Terhadap dalil para Pemohon, pertimbagan hukum Mahkamah yang dibacakan Hakim Konstitusi M. Guntur Hamzah mengatakan bahwa alokasi anggaran untuk PTS digunakan untuk tunjangan profesi dosen dan tunjangan kehormatan profesor. Bahkan Pemerintah menempatkan dosen yang berstatus Aparatur Sipil Negara (ASN) pada sejumlah PTS tertentu. Hal ini didasarkan pada ketentuan Pasal 21 Undang-Undang Nomor 20 Tahun 2023 tentang Aparatur Sipil Negara, yang pada pokoknya menyatakan yang berhak untuk menerima gaji dan tunjangan yang bersumber dari APBN hanya untuk dosen yang berstatus sebagai ASN. Hal ini, sambung Guntur, juga ditegaskan dalam Pasal 49 ayat (2) Undang-Undang Nomor 20 Tahun 2003 tentang Sistem Pendidikan Nasional (UU 20/2003).

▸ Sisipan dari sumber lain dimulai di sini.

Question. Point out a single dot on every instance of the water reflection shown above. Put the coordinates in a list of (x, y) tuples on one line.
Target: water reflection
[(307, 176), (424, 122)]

“Pada intinya gaji dosen yang diangkat oleh pemerintah dialokasikan dalam APBN, sedangkan bagi dosen PTS yang diangkat oleh badan penyelenggara PTS yang bersangkutan, maka gaji dan tunjangan ditentukan berdasarkan perjanjian kerja, yang dilakukan oleh dosen bersangkutan dengan badan penyelenggara PTS dan tunduk pada peraturan perundang-undangan bidang ketenagakerjaan,” ucap Guntur.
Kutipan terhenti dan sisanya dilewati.